Heo's selection of poet Pak Seo-won's works happened through serendipity rather than deliberate planning. "I was looking for poems with the same intensity and discovered Pak Seo-won while reading other works published by Choicheuks Publishing, the publisher of Yi Yeon-ju's collected poems. I read [Pak's] collection 'Amudo Eopseoyo' in one sitting and asked a friend to send me her complete works, which were published by the same press," she said. The selection process proved challenging due to the quality of Pak's work. "When I read, I fold the corners of pages I want to revisit. With this book, I folded so many that choosing just 10 poems to translate became the hardest part."

The translation process presented significant technical and emotional challenges for Heo. Preserving the rawness of Pak's language was particularly difficult. "It was difficult to maintain that breathless, incantatory rhythm in English while still making the lines sound natural and readable," Heo explained. Beyond the technical aspects, the work took an emotional toll. "It wasn't simply about sadness or heaviness — her language pulled me into her state of delirium and made me experience it."

Among the ten poems Heo translated, "Calling 1" proved to be the most demanding piece. "I was happiest when I finished translating 'Calling 1.' It was the first of the 10 poems I worked on, and also the most challenging. The sentences run without pauses or periods, making it hard to grasp both meaning and rhythm. I had to take the poem apart to understand it bit by bit, visualize each fragment, rebuild it in English and shape the rhythm," she detailed.

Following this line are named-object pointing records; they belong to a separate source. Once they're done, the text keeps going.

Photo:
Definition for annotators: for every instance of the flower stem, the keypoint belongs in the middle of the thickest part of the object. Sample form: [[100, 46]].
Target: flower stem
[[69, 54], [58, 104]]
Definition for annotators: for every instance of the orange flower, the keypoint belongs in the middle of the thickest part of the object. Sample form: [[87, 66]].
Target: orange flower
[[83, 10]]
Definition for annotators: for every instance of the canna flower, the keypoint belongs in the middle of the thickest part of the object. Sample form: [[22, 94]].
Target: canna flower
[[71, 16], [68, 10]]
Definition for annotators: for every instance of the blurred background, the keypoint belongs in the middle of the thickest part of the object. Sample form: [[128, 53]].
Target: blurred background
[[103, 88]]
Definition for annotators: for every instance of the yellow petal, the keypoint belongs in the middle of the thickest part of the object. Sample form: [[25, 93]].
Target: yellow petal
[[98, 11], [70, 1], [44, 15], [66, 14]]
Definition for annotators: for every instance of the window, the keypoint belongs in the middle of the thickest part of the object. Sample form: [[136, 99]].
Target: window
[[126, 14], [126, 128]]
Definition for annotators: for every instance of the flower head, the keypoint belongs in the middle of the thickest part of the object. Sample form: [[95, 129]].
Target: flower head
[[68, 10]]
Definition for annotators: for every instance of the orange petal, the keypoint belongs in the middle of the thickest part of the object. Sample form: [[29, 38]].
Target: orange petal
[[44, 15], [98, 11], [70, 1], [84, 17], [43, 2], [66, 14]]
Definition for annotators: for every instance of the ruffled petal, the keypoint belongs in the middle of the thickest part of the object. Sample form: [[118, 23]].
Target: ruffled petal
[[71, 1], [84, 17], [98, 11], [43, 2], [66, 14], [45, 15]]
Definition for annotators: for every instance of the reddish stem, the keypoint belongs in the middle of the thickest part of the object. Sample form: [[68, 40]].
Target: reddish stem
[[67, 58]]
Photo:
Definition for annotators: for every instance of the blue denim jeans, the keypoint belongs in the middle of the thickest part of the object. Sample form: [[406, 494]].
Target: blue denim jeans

For Heo, translation serves a deeply personal purpose, functioning almost as therapy while helping her navigate her complex relationship with language. As someone who moved to the United States as a teenager, she struggled with English throughout her youth. Later, when she entered graduate school in Korea, she found her Korean feeling incomplete. "It wasn't until I moved to Berlin a few years ago that I began to let go of the belief that language must be perfect to be expressive. Meeting people who spoke many different tongues, I became more comfortable assembling my own language from what I had."

Despite beginning her career as a photo artist, Heo is now transitioning toward becoming a professional literary translator. She is currently enrolled in an online course at the Literature Translation Institute of Korea's Translation Academy to develop her skills further. "Translation is about showing those I live with how the world is sensed and related in the language of my mother tongue. As an immigrant, this act of making that inner world intelligible in another language is deeply important to me," she concluded.